Over an hour went by and it was still just me waiting.  When a different boat did pull into the planks dropping off passengers, I tried to jump on it but was denied boarding his boat after the other boatman said something to him.  That was until the man waiting for me to break down and pay his fee had to briefly pull away to let another boat in.  The guy that just denied me access on his boat quickly ran to the front of the boat as he was pulling away and wanted to know how much I would pay him.  Making it a price that would be worth the potential argument with the other boatman, I was granted permission to come aboard as he rooster tailed me across the river.
 
People with big butts have it made on long bike rides like this.  By the end of the day, my buttocks hurt so bad that I had to shift my weight on the seat from right butt bone to left butt bone.  I rode my bike from 8:45am till about 4:15pm…that is a lot for someone with not much meat on their cheeks.  Clearly I need to eat more candy, ice cream and sweets if I ever want to see my full potential as a long distance bicycle rider.  As for now…wanted part-time:  Two large butt cheeks.


Saturday, April 21, 2012

"You think your bleep (aka shit) don't stink, don't you?"
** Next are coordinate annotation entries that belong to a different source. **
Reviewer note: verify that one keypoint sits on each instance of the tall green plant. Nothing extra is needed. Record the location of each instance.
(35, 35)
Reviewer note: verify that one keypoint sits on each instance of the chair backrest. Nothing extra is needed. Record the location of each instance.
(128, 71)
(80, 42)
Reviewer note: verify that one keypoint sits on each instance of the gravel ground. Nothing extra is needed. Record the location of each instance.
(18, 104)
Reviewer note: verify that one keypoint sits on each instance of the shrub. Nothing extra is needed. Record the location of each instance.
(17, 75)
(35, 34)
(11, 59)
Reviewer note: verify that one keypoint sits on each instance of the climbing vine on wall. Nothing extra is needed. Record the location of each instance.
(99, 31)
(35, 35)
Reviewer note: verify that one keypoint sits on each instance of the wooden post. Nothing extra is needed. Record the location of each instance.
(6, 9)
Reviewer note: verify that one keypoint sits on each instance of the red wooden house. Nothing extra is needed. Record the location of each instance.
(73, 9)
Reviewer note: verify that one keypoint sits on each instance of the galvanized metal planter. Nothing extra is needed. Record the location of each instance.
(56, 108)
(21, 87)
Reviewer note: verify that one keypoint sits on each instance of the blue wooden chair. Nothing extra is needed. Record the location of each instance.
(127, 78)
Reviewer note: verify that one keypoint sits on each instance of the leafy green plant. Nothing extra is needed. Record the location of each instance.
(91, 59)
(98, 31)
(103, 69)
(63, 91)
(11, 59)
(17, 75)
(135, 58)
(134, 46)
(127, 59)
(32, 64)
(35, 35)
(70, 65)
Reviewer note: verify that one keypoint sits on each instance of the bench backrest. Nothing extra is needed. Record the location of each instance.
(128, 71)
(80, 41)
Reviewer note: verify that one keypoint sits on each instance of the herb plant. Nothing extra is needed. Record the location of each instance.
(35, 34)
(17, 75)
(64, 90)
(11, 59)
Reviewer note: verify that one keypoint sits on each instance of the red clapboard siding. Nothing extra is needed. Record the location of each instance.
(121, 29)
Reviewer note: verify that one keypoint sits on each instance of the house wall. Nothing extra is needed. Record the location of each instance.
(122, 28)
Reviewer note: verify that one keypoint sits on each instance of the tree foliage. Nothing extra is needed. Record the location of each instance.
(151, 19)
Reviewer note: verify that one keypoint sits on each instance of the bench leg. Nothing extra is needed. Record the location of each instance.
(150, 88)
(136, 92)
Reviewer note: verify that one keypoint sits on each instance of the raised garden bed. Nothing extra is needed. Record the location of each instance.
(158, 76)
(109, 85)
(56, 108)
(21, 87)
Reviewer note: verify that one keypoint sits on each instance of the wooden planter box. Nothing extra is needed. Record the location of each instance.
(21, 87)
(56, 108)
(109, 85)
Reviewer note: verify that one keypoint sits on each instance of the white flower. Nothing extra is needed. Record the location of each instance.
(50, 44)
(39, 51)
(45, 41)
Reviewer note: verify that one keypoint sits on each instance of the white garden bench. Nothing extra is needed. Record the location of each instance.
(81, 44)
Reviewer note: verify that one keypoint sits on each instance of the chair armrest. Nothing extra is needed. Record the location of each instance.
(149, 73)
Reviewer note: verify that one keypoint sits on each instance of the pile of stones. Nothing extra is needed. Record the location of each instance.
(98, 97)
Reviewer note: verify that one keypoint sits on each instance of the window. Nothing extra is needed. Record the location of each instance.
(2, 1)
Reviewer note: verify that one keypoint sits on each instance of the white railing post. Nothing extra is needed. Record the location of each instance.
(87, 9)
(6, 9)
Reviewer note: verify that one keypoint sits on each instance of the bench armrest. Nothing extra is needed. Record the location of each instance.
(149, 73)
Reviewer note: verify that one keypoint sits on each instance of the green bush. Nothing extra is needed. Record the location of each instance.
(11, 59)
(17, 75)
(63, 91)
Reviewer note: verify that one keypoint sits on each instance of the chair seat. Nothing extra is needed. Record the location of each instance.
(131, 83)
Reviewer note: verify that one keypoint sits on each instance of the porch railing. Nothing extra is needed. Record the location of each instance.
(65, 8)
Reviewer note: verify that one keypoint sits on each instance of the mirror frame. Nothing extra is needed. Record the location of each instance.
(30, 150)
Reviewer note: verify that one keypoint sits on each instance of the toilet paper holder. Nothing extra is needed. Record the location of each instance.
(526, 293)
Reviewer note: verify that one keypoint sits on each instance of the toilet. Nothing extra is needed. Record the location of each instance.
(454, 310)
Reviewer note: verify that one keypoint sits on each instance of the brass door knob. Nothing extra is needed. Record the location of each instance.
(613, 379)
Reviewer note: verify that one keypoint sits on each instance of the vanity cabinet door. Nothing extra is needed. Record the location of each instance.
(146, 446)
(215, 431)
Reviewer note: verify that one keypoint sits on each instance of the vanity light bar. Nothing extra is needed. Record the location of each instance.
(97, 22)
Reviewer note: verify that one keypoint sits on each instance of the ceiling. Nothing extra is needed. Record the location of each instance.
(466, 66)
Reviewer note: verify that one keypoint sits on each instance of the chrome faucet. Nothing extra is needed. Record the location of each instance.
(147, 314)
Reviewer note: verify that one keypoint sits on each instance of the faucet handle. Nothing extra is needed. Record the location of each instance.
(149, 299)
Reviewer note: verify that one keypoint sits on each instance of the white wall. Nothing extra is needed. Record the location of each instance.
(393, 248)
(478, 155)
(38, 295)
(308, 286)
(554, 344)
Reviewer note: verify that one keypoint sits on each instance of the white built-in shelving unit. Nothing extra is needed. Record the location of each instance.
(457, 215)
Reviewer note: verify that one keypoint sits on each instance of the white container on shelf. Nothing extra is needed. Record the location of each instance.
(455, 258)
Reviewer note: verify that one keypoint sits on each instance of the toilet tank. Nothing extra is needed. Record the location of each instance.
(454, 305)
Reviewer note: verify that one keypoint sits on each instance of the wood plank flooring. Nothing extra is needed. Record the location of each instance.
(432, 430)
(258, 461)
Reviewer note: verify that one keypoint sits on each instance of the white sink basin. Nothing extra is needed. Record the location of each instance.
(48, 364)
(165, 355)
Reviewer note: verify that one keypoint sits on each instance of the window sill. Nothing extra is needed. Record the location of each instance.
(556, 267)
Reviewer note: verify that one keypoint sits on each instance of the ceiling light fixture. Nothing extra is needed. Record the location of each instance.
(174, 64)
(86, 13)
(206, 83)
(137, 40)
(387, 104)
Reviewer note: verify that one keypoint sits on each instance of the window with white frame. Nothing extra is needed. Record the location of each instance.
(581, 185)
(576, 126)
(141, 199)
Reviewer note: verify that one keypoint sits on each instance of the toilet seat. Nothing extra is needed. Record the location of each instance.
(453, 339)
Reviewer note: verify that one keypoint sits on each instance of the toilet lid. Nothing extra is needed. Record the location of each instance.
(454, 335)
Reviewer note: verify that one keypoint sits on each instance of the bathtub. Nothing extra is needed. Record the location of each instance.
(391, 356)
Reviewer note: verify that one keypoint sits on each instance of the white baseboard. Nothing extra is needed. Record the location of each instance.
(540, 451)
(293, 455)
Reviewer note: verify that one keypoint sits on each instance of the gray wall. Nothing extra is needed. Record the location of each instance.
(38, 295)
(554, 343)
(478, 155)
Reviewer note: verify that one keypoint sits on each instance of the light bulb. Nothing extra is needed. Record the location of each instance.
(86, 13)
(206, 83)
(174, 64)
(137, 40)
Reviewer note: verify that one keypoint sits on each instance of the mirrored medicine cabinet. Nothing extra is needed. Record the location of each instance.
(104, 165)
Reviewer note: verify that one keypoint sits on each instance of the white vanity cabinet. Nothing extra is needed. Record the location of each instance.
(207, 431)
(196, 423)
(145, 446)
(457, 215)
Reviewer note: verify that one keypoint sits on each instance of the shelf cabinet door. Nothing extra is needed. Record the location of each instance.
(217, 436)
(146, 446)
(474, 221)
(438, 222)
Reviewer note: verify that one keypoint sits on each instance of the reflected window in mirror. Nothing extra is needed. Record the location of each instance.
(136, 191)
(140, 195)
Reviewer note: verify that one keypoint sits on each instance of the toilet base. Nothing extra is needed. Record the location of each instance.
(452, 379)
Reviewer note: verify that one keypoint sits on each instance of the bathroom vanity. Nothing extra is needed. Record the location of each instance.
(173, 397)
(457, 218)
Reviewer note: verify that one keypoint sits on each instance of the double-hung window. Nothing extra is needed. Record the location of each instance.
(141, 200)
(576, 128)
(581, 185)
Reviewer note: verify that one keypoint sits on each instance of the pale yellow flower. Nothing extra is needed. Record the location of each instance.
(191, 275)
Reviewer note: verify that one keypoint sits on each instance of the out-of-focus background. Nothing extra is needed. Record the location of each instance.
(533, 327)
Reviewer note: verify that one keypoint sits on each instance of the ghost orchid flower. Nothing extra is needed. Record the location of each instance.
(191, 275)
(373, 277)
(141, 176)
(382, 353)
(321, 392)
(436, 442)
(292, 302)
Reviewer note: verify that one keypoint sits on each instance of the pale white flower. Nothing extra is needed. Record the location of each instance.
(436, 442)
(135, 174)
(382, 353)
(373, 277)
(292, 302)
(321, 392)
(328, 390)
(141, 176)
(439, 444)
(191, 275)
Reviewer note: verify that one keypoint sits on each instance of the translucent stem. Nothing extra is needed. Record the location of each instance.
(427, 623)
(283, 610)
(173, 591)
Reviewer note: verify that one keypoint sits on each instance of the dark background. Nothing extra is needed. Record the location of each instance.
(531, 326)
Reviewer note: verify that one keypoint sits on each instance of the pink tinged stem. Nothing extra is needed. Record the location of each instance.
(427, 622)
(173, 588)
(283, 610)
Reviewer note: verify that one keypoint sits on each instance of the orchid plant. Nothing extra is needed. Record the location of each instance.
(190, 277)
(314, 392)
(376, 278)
April 21, 2012:  I somehow made it to the capital of Suriname alive and physically unscathed but a mental wreck.  A church authenticated miracle seems to happens here everyday in the Guianas if you make it to your destination unharmed when using public transportation.  A few uncorrupted police officers with a few radar guns could possibly substantially decrease the number of injured and/or dead bodies that litter the sides of the roadways every year. 
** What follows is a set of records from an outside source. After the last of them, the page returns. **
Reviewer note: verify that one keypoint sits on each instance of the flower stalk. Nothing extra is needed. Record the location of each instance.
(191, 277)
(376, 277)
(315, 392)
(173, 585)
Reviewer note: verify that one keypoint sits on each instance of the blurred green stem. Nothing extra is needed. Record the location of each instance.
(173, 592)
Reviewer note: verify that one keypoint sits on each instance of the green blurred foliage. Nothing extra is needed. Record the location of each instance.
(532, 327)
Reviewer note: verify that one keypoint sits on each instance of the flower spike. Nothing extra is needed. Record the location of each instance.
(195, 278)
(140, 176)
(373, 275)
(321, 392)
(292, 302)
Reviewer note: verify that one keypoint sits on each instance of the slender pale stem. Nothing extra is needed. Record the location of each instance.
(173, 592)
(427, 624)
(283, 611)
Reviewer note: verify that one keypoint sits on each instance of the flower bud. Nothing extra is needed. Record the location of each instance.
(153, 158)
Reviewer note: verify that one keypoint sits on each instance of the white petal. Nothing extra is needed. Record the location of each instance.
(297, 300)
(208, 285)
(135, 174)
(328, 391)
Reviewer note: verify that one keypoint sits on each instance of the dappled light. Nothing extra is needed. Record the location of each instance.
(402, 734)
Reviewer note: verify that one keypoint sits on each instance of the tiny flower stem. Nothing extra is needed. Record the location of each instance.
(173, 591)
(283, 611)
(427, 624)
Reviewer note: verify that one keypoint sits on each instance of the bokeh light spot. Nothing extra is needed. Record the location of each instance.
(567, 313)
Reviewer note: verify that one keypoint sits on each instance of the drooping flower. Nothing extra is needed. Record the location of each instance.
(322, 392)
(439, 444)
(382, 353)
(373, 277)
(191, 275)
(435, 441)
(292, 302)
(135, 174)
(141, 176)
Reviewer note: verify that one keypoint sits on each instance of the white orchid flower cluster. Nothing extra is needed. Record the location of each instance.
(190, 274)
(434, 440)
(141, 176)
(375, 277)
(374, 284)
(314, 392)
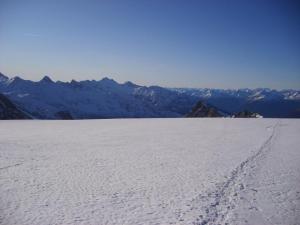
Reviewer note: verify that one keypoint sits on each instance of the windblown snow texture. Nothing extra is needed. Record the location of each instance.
(150, 171)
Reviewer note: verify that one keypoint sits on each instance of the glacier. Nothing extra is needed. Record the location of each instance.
(150, 171)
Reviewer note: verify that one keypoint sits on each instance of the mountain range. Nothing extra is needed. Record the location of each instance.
(106, 98)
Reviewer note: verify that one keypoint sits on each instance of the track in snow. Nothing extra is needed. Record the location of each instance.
(222, 200)
(150, 171)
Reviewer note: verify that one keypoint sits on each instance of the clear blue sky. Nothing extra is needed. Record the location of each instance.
(219, 44)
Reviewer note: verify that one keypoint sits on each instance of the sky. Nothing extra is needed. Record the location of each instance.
(204, 43)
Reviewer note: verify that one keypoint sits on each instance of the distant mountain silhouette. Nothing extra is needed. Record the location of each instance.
(106, 98)
(9, 111)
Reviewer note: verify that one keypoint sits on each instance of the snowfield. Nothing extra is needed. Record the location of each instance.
(150, 171)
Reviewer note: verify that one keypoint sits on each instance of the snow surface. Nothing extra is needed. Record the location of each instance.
(150, 171)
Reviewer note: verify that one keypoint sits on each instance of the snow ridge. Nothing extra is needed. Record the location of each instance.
(221, 202)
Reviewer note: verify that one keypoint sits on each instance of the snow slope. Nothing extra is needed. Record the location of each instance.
(150, 171)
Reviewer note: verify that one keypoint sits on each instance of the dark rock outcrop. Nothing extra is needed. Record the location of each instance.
(203, 110)
(247, 114)
(8, 111)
Exiting Guyana, immigration didn’t seem to notice the date of my entry stamp.  If so, he just might have seen that I overstayed my visit.  I probably could have made it across the border into Suriname if I had given him a Justin Bieber notebook with my photo pasted in it, name spelt in Crayons and a colorfully dated Hello Kitty stamp in the visa section on one of the back pages.  All that time, work and a legally enforced donation to the Guyanese government for an unnoted “hall pass.”
The fraternity row like streets of old town Paramaribo in Suriname is a refreshing change from the capital of Guyana.  Here I am no longer dodging the fecal bombs that were planted daily if not hourly by some of the drunken mindless homeless people who didn’t have access to a excrement deposit point - which would benefit everyone, giving them an option/opportunity to conveniently direct  their leaky parts in privacy. 
A porcelain toilet is a great underappreciated luxury and depending on the country, its function and looks can be an interesting subject to write or talk about.  Suriname has been unfortunately been influenced by an invention from a possible European Coprophiliac (a person  with an absorbing interest in feces or filth) who created an external siphon jet toilet.  Wikipedia defines it as, “A German style reverse flush toilet which holds the excrement out of the water. This could be to make inspection easier, to reduce splashing, or just tradition. It greatly increases associated odor and may require a brushing after use.”  Yes…there is more.  Wikipedia also states, “This reverse design prevents the occurrence of any splash-up which commonly happens when fecal matter plunges into the standing water in the standard designs (although substantial deposits may cause splash-up problems of their own). The disadvantage is that it also increases the associated odor and may require the use of a brush to remove bits of feces that may have "skid-marked" on the shelf.”

My biggest issue with the external siphon jet toilet is that it can severely limit the time to perform toilet-time activities such as the joy of reading, browsing pictureless magazines, planning future outings and or getting a leg numbing new high game score on some portable electronic gaming device. 
That was a lot of toilet information.  Wikipedia has been a great source of information to me when traveling.  It helps minimize some potentially strange questions over the years. 
I have had someone tell me before, “You think your bleep (aka: shit) don’t stink, don’t you?”  Ummm…I might have said “no” in my teen year, but now…I can confidently say that…it does, it really really does.